I am an active 75 year old who does not want a knee replacement.

Ross A. Hauser, MD, Danielle R. Steilen-Matias, MMS, PA-C

I am an active 75-year-old who does not want a knee replacement.

This is a more typical email than you think. “I am 75 years old, I am still playing tennis and running but I have a lot of pain. The Medicare doctor says I have advanced arthritis, and I will need a knee replacement. My doctor told me there was nothing else to offer me except pain medications and pain management until I can no longer tolerate the pain or I become a fall risk. I can also wear a knee brace to help keep me stable. I do not know if there are alternatives for me, can you help?”

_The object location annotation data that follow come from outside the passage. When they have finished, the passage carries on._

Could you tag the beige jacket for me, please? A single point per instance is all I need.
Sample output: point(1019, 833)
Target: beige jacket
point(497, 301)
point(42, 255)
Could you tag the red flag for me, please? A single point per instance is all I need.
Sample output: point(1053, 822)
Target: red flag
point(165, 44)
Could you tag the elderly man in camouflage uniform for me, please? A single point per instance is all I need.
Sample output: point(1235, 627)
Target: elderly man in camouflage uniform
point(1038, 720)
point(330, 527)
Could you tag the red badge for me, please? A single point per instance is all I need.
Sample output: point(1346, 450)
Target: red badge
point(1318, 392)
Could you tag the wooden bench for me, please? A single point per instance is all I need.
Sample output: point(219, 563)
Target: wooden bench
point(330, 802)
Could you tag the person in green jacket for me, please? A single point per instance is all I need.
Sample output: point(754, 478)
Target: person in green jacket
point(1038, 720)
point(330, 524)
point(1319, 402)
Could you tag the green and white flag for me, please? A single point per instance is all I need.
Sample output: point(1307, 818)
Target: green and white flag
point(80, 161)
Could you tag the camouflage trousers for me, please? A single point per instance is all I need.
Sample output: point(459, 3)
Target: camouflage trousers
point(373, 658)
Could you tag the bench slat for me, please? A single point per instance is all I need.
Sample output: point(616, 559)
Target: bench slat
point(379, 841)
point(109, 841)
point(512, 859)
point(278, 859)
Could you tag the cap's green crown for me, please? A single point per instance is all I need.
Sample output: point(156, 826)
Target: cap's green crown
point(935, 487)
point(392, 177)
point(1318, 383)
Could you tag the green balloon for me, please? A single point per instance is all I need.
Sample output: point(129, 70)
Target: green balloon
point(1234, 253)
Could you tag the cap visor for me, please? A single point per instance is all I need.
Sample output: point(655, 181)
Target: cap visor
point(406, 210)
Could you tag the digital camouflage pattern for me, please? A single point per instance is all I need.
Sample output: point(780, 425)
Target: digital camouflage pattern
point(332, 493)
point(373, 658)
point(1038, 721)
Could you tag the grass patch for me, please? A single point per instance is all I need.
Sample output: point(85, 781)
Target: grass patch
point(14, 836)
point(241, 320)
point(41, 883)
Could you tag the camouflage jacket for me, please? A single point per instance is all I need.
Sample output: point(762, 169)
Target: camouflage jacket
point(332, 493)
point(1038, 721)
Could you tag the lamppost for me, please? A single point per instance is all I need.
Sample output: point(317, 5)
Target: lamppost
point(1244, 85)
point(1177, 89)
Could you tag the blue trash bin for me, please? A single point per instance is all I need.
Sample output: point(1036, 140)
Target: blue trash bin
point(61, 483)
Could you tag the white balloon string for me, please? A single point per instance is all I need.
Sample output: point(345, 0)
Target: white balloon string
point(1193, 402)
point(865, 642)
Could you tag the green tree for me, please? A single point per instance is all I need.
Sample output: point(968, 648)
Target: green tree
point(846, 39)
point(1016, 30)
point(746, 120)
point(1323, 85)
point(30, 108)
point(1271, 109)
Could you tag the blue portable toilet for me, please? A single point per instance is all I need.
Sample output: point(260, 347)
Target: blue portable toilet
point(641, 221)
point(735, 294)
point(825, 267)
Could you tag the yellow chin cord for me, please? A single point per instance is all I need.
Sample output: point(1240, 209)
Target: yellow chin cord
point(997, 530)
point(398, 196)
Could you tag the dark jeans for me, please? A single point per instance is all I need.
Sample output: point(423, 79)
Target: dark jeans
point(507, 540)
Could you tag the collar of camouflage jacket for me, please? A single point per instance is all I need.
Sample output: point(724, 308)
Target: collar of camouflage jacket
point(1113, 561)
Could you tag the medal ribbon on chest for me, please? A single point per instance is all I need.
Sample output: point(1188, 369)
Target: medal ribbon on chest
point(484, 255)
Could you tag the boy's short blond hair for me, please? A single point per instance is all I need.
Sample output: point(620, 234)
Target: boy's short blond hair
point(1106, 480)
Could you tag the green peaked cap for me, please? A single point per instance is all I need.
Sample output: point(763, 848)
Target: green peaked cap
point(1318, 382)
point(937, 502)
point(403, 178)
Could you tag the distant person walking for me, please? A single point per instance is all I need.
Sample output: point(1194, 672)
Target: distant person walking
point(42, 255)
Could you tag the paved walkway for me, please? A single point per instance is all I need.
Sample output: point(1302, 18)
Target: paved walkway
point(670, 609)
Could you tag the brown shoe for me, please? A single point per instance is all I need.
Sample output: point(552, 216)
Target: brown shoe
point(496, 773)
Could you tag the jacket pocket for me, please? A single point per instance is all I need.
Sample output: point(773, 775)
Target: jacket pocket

Why would the doctor say there was nothing else but knee replacement? Because according to that particular doctor, there is nothing else.

Treatments that are useless for the elderly patient with degenerative knee disease.

We know, 75-year-olds do not like to be spoken of as elderly, in the medical literature they are. Now, why would the doctor say there were no alternatives to our tennis player above? Because for those who resist the knee replacement option, the only other treatment suggestions are to therapies that are noted for their ability to ONLY prolong or delay the need to have a knee replacement. Not help avoid it.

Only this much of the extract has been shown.